Cuéntame cómo era ayer el mundo, que el de hoy se cae a pedazos. Dicen
que siempre hubo esta sensación de orfandad, pero yo no puedo sentirla en mi
piel. Yo me caigo ahora a pedazos. La trivialidad del fútbol y la policía de
apodera de las calles, ni siquiera el tiempo y la muerte parecen tener
importancia. ¿En qué mundo vivimos? Cuéntame cómo era pasear por una calle
cuando las personas se miraban y se deseaban buenos días, cuando existía un
enemigo al que aniquilar y no un enemigo ambiental, un enemigo que se respira en
las sombras, incorpóreo, sin identidad definida. Siéntate aquí, y mírame a los
ojos, para contarme cómo antes las personas se miraban a los ojos; dime como
era tener un perro que caminaba a tu lado sin necesidad de una correa. Háblame
de todo aquello que existió: la confianza y el honor; porque los primeros
hombres pusieron nombre a lo que existía, lo que no existe nunca se denominó. Así
que no me hagas creer que no existieron porque la libertad, la confianza y el
honor tienen nombre, existieron. O, ¿acaso fueron elucubraciones de poetas
locos, de artistas desvelados que confiaron en un mundo? Porque mientras el
mundo duerme, es muy fácil confiar en él. Lo sé, porque salgo a la calle de
madrugada y no hay seres humanos, ni odio, ni rencor, ni falsas miradas; y
entonces todo puede existir.
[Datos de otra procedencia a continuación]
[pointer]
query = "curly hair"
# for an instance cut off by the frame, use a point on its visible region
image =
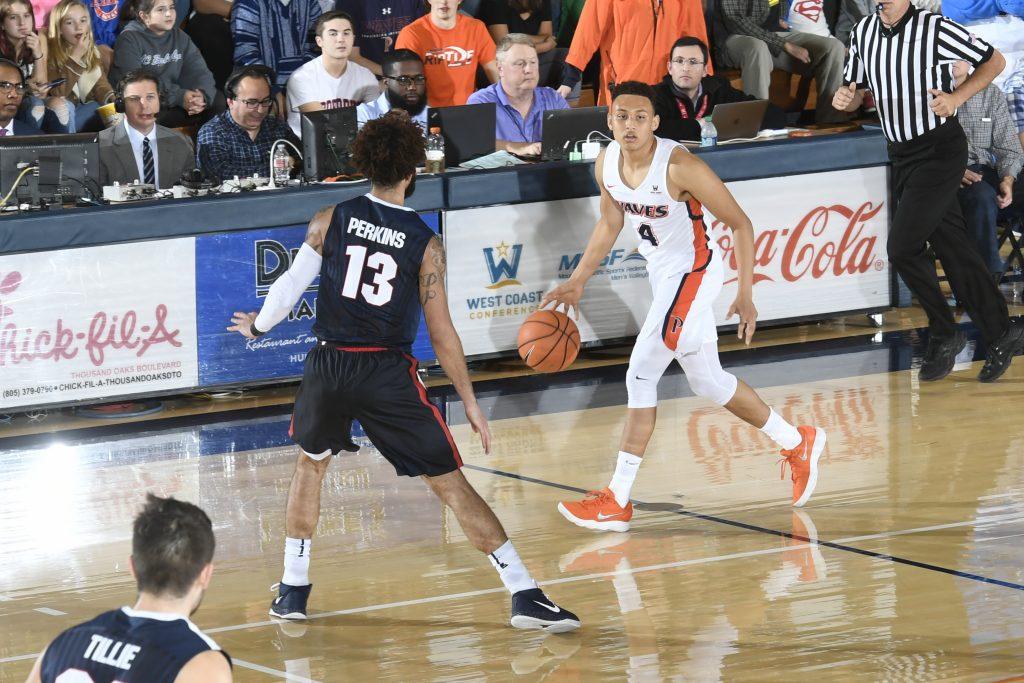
(389, 148)
(634, 88)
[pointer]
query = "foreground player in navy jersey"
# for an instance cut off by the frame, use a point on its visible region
(379, 266)
(153, 642)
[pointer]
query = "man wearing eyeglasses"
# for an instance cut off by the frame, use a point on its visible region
(238, 141)
(138, 148)
(404, 88)
(12, 90)
(688, 93)
(519, 103)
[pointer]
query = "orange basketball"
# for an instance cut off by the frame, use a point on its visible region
(549, 341)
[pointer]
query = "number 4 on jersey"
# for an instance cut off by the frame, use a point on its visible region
(647, 232)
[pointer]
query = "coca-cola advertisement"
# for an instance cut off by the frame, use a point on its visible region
(819, 244)
(97, 323)
(819, 251)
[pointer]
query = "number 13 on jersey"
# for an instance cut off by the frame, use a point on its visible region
(377, 292)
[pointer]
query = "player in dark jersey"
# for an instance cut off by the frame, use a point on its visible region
(379, 267)
(153, 642)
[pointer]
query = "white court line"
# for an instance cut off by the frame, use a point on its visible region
(272, 672)
(569, 580)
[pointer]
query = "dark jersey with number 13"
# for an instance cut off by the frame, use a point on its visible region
(370, 278)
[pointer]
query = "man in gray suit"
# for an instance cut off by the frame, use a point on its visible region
(137, 148)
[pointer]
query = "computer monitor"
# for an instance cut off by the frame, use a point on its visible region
(468, 130)
(563, 130)
(66, 167)
(738, 120)
(327, 138)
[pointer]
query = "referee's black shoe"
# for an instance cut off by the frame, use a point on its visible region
(1001, 351)
(940, 355)
(532, 609)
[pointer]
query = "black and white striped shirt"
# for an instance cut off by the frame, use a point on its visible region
(900, 65)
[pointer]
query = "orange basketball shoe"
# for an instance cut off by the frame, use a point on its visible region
(598, 511)
(804, 463)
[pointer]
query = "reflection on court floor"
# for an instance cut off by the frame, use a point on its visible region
(907, 564)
Es como si el mundo fuera nuevo, como si al
amanecer pudiéramos crear un lugar donde vivir. ¡Vivir!, que nunca fue lo mismo
que sobrevivir. ¡Cuéntame que aún existe esperanza para la raza humana! Aún
conservas luz en la mirada, a ratos ocupas tu pequeña despensa y te apagas
pero, a ratos, ¡porque aún conservas luz en la mirada! Aún me miras a los ojos
y confías y dices que todo va a estar bien en este mundo que se cae a pedazos entre
insultos callados y miradas nunca cruzadas.
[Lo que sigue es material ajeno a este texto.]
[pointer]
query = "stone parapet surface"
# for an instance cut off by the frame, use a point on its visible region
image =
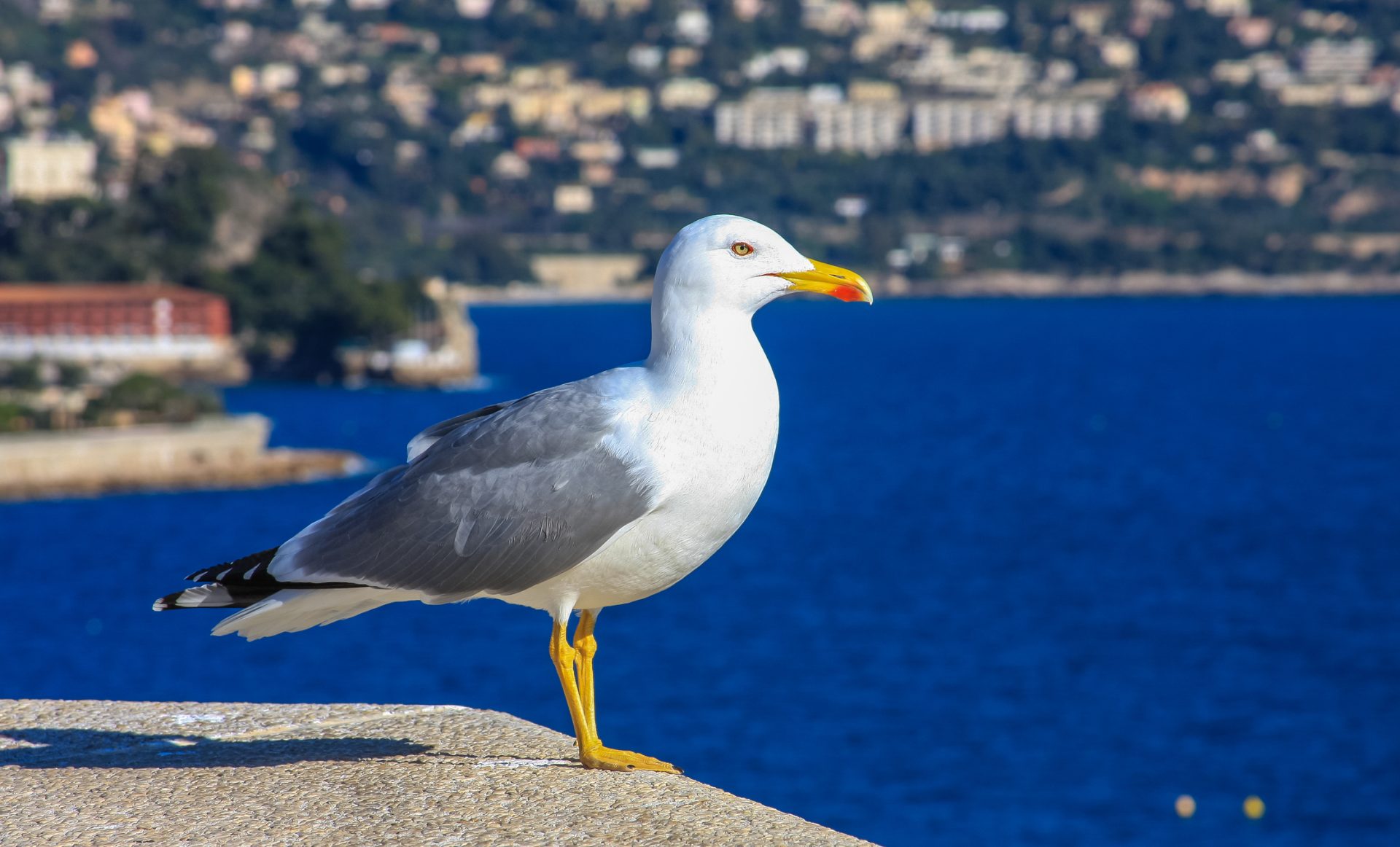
(96, 772)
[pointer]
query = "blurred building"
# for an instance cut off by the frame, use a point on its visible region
(584, 275)
(50, 168)
(163, 329)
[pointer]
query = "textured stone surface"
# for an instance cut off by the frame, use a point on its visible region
(94, 772)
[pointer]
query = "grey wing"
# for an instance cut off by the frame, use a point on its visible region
(502, 501)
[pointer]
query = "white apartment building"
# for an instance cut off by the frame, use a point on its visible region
(766, 120)
(1056, 118)
(48, 170)
(1339, 60)
(948, 122)
(963, 122)
(873, 128)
Hablar con uno mismo es darse cabezazos en una iglesia vacía, donde
retumba el eco de las plegarias que nunca fueron concedidas. Porque se rezó a
mil dioses para evitar una fatídica muerte, pero murieron. Todos murieron en la
esperanza de que el mundo cambiara sin caerse a pedazos. Ahora sólo quedan
piezas sin esquinas, cachitos perdidos de vaso que se estrelló contra el suelo
en algún mal humor de alguno de aquellos dioses. También la desesperanza será
una ofensa a los dioses, quizá por eso a la raza humana no le quedé salvación.
Demasiadas ofensas a esos seres que nunca supimos dónde nos abandonaron para
irse a jugar al mus, apostando –quizá- con nuestras almas.